A memory came. Another fire, beside a cold lakeshore in the mountains, far away in the South. Thasha drying his hair with a towel, then plucking from it an exquisite shard of crystal. A shard that melted in her hand. We can possess a thing but not its loveliness: that always escapes. Kirishgán had warned him, but no warning could be enough. Thasha met his eyes, and slowly loosened her grip. Pazel rolled away, trying not to let go of her, and then they groped for their clothes.
Thasha stood. “I think I’d best face away from you.”
“Toward the Chathrand?”
“That’ll do.”
She tightened a bootlace, looked up at him with a grin. “I’m glad we weren’t careful this time. A child would fix her.”
“It can’t be what she has in mind.”
They smiled for each other. He was grateful when she didn’t force herself to laugh.
“I’ll be looking for you, you know,” she said. “When I can. If I can.”
“Don’t promise me that, Thasha.”
She nodded, wiped her eyes, kissed him swiftly once more. Then she turned away from him, and without looking back handed him the Blessing-Band.
“Trust feels good,” she said.
“Nothing better,” he agreed, and spoke the word that blinds to give new sight.
This time there was no concussion, no bending of reality, no darkening of the sun. A little pulse went through his temples, dizzying him, but it passed in a heartbeat, and he felt unchanged. Thasha tilted her head as though at a curious thought. Her back was to him, but he could have touched her. A moment ago it was so easy. He wasn’t even dry from their lovemaking.
He watched her walk away onto the open sand.
When she had gone twenty paces she looked up at the Swarm. Then into the distance. Slowly she raised her arms and wrapped them around her head. Pazel waited, barely breathing. Thasha lowered her arms, looked at her left palm, and cursed—“Bugger all, she did it! The wretched girl did as she was told!”
r /> Thasha’s voice, but not Thasha. She moved her hands experimentally, felt the contours of her body. His lover’s body. Then she whirled and looked at him, affronted.
“What the devil?” she cried. “Is this Gurishal? Am I standing by the Arrowhead Sound?”
He said yes, that was where she was. Then he told her the rest of what she needed to know.
“I do recognize the vessel,” she said sharply. “It’s mine, after all. And I’m well aware that the Nilstone is aboard. I could feel it, even from—a great distance away. Never mind. Why are you skulking around behind me? What is it you want?”
Pazel stared at her.
“Speak up, boy!” she shouted. “Have we met?”
“Gods,” he said, “I never thought it would work on you.”
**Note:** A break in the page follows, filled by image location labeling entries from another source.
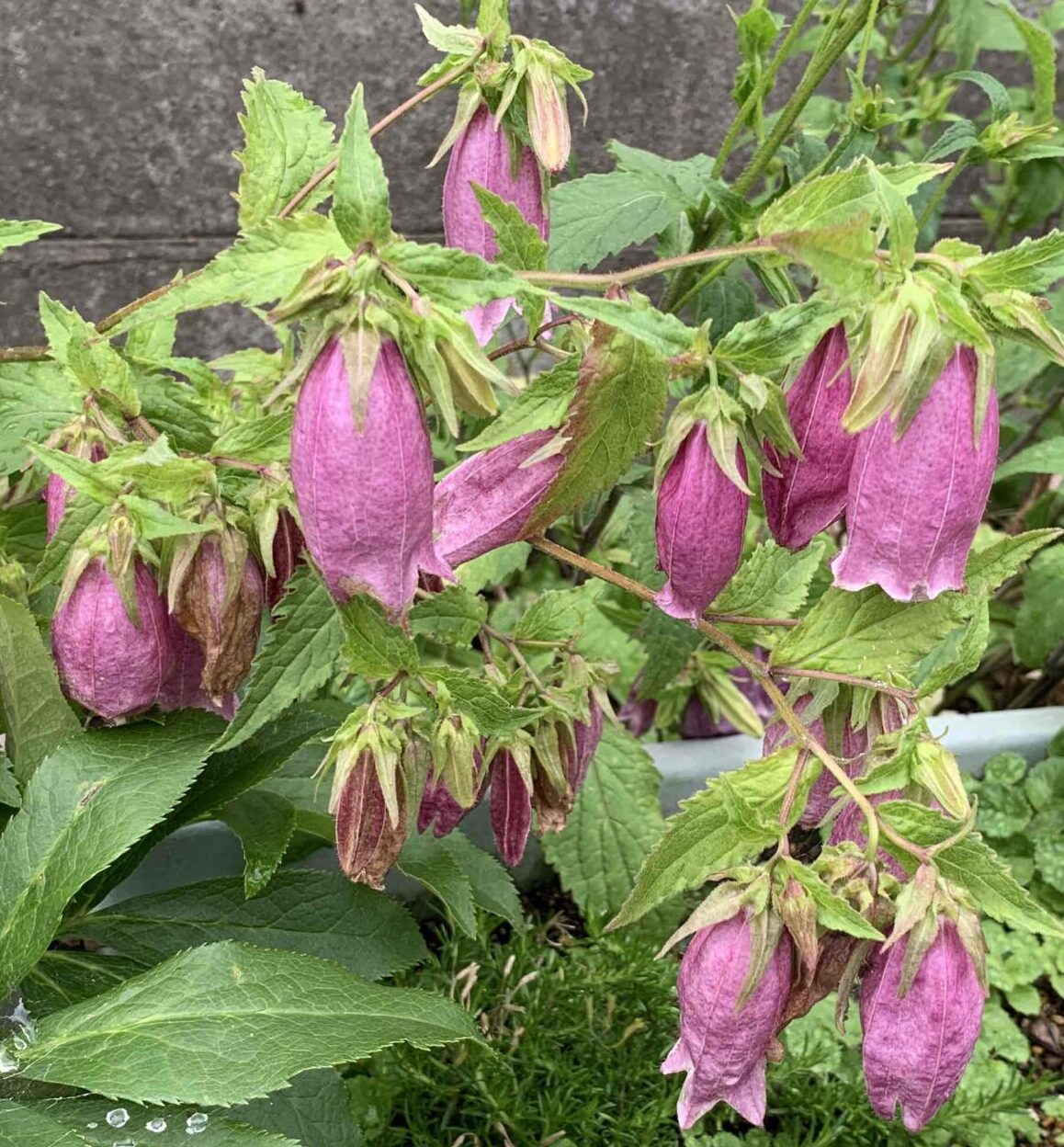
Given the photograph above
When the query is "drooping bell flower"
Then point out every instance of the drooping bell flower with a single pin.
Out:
(183, 688)
(287, 547)
(722, 1048)
(219, 605)
(365, 494)
(510, 808)
(487, 500)
(809, 493)
(914, 504)
(106, 663)
(701, 518)
(917, 1045)
(485, 155)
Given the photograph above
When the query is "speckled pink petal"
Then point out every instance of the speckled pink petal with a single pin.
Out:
(701, 518)
(914, 505)
(810, 493)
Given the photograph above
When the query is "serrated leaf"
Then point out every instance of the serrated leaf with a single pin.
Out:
(258, 268)
(228, 1022)
(35, 399)
(972, 864)
(36, 715)
(264, 440)
(618, 406)
(1045, 457)
(360, 199)
(264, 823)
(93, 797)
(475, 697)
(703, 838)
(540, 406)
(452, 278)
(303, 910)
(776, 338)
(431, 863)
(287, 139)
(297, 656)
(451, 618)
(373, 646)
(17, 232)
(612, 828)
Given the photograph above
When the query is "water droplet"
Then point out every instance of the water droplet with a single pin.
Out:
(197, 1123)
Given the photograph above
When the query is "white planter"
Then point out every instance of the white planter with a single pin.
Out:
(209, 849)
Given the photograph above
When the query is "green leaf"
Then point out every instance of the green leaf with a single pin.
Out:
(598, 216)
(492, 887)
(36, 715)
(17, 232)
(360, 206)
(35, 399)
(88, 801)
(475, 697)
(776, 338)
(707, 836)
(297, 656)
(664, 332)
(452, 618)
(431, 863)
(314, 1110)
(618, 406)
(227, 1022)
(1040, 620)
(1045, 457)
(266, 439)
(80, 1120)
(540, 406)
(614, 826)
(259, 268)
(972, 864)
(264, 823)
(452, 278)
(301, 910)
(373, 646)
(287, 139)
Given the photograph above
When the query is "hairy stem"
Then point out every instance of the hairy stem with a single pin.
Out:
(749, 661)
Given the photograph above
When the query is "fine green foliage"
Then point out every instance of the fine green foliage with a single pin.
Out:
(88, 801)
(228, 1022)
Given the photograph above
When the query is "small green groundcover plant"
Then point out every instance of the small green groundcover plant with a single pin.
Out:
(376, 553)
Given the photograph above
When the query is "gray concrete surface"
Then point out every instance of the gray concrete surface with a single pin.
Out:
(119, 120)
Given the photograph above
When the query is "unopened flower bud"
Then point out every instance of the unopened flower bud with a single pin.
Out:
(106, 663)
(701, 519)
(722, 1048)
(365, 494)
(485, 155)
(487, 500)
(809, 493)
(916, 1045)
(915, 503)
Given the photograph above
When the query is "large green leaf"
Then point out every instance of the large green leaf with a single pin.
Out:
(296, 658)
(287, 139)
(228, 1022)
(713, 831)
(88, 801)
(320, 914)
(36, 713)
(614, 826)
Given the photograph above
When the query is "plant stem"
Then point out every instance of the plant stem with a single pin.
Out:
(35, 354)
(763, 86)
(749, 661)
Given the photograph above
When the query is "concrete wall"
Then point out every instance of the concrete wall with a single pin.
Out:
(119, 119)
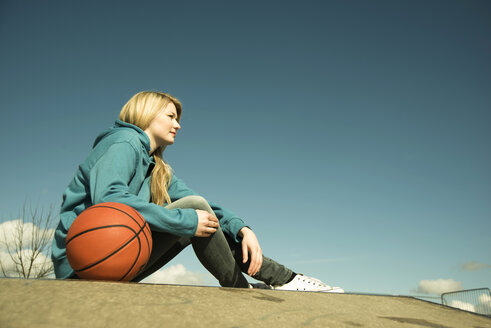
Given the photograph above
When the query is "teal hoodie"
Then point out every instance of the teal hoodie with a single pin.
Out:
(118, 170)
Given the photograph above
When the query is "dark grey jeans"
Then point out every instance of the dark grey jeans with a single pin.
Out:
(219, 253)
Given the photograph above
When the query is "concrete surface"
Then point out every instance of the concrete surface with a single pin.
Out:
(78, 303)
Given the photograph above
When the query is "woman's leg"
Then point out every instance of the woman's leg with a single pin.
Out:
(271, 272)
(164, 248)
(213, 251)
(217, 252)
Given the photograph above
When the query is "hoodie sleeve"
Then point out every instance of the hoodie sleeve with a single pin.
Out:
(109, 179)
(229, 221)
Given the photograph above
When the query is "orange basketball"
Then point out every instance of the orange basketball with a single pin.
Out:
(108, 241)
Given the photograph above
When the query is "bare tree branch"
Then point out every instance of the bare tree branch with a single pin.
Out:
(28, 246)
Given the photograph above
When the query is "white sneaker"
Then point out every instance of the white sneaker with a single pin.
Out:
(308, 284)
(260, 285)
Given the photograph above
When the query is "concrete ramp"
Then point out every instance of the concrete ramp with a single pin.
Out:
(78, 303)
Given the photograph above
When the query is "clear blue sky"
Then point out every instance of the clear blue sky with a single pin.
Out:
(353, 136)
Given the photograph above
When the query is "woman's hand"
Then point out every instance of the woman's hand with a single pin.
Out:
(207, 224)
(250, 245)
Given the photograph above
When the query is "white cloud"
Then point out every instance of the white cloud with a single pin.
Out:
(438, 286)
(475, 266)
(176, 274)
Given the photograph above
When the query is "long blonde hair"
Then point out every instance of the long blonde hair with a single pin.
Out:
(140, 110)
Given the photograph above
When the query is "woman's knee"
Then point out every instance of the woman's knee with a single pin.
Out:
(196, 202)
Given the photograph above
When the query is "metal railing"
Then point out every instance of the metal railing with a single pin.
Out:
(473, 300)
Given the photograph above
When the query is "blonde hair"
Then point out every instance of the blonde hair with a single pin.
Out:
(140, 110)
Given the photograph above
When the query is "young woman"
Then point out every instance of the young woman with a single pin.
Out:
(126, 166)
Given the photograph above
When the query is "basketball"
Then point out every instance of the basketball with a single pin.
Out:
(108, 241)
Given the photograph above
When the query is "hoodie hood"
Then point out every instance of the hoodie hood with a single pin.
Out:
(120, 126)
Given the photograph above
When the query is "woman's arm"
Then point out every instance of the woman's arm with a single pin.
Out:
(109, 180)
(230, 222)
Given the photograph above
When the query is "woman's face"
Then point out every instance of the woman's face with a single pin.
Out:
(163, 128)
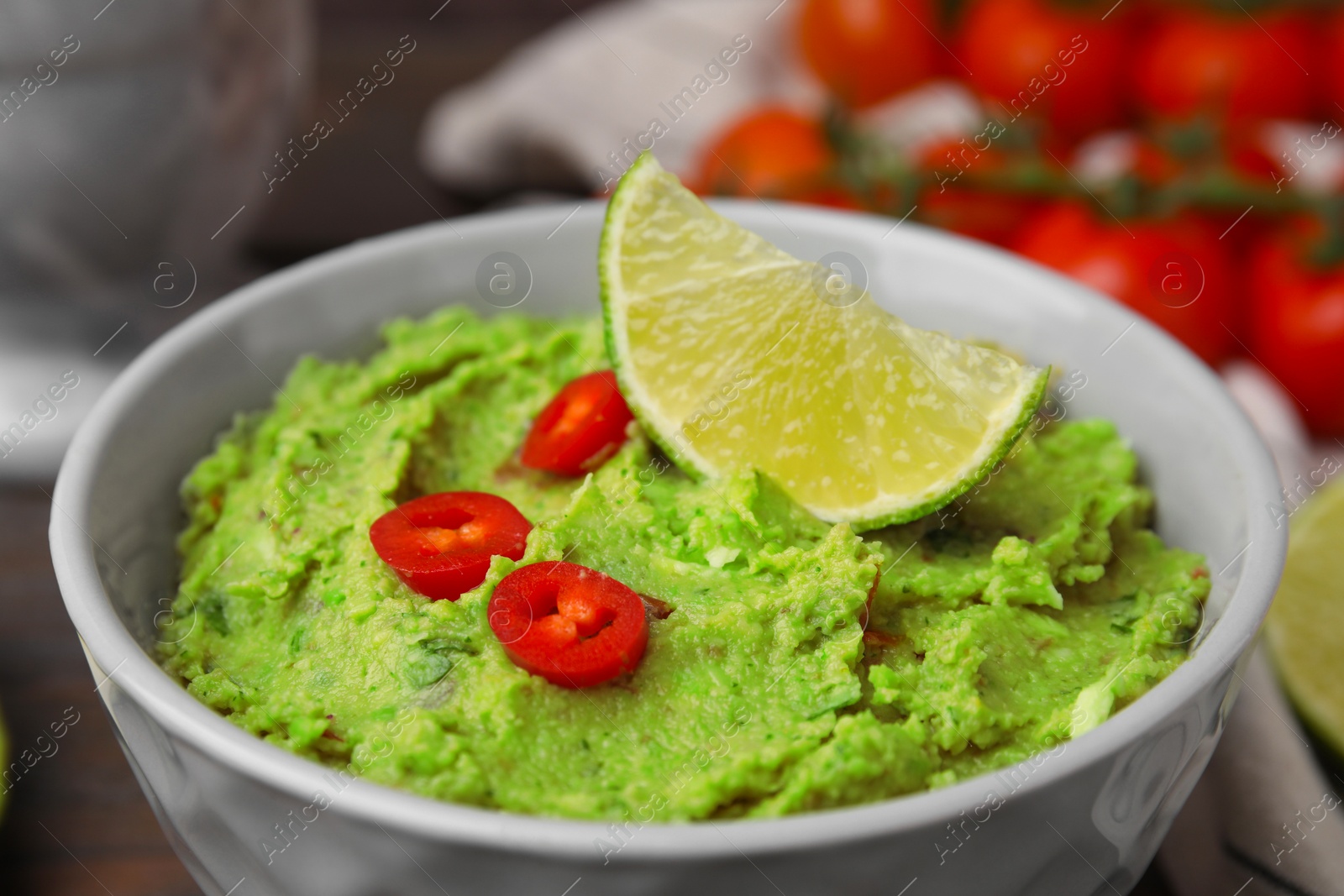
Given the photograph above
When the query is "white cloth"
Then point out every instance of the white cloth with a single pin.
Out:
(578, 93)
(1263, 820)
(596, 83)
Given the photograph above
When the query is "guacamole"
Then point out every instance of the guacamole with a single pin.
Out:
(777, 679)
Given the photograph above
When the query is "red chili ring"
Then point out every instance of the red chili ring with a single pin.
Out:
(581, 427)
(441, 544)
(570, 625)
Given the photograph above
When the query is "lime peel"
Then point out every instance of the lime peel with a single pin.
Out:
(732, 355)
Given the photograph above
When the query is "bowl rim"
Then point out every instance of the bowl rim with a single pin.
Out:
(118, 658)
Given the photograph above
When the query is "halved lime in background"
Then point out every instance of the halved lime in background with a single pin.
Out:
(1305, 625)
(732, 354)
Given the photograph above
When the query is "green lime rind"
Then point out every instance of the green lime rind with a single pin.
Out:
(1012, 436)
(622, 197)
(1304, 631)
(613, 228)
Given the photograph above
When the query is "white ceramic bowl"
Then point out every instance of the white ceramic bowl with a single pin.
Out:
(1086, 820)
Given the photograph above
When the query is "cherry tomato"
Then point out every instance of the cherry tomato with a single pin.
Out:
(441, 544)
(980, 214)
(1330, 60)
(867, 50)
(1173, 271)
(772, 152)
(1226, 63)
(575, 626)
(581, 427)
(1297, 316)
(1043, 60)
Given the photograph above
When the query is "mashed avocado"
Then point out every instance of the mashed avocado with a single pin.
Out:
(1021, 616)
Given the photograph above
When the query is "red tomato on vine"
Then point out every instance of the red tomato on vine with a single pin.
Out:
(1173, 271)
(1297, 327)
(1042, 58)
(1226, 63)
(772, 152)
(867, 50)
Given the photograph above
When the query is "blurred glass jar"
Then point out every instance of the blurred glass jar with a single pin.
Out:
(132, 136)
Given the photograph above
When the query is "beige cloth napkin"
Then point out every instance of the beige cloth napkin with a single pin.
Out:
(1257, 824)
(1265, 820)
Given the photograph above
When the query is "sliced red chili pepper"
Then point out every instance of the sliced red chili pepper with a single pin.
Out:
(441, 544)
(575, 626)
(581, 427)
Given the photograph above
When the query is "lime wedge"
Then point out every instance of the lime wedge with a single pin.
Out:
(1305, 625)
(734, 355)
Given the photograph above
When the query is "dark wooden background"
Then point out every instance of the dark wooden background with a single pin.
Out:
(77, 822)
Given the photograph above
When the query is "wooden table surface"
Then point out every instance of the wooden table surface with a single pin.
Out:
(77, 822)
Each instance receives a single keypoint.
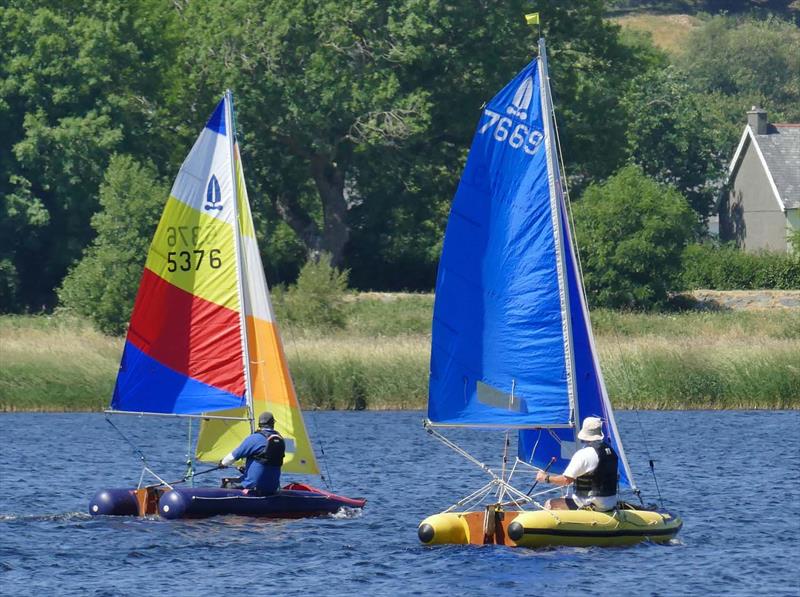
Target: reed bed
(55, 364)
(678, 361)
He had directed the Master-Word to blind Thasha to his existence, to make her forget she’d ever known someone named Pazel Pathkendle. But Master-Words could be brutal, or at least brutally imprecise. This one had swept right through Thasha’s mind, and erased Erithusmé’s memory of him as well.
Now her look contained the hint of a threat. “Work on me?” she said.
He did his best to explain. “Your disciple Ramachni gave me the words. This was the last of them. And yes, we’ve met before.”
“Where and when, pray?”
“A few months ago, in—”
His voice froze. The magic of Uláramyth still sealed his tongue.
She waved at him irritably. “I think you are touched in the head. If you’re not, or not too badly, start running for your life. I may have to do some terrible things in the next few minutes.”
“Oh, you do,” he said. “Look in your shirt pocket.”
She jumped, looked at him with even more vexation. She raised her hand to her pocket and removed a bit of folded parchment. “Whose writing is this?” she demanded.
“Yours. I mean hers, Thasha’s. The idea was hers, too.”
“She thought of this plan? The girl?”
“Why do you find that so strange?”
“I believe I shall do it,” said Erithusmé, amazed at her own words. “The force should suffice. It could be the only force that will suffice.” She glanced at him again. “Did I not say that you should run?”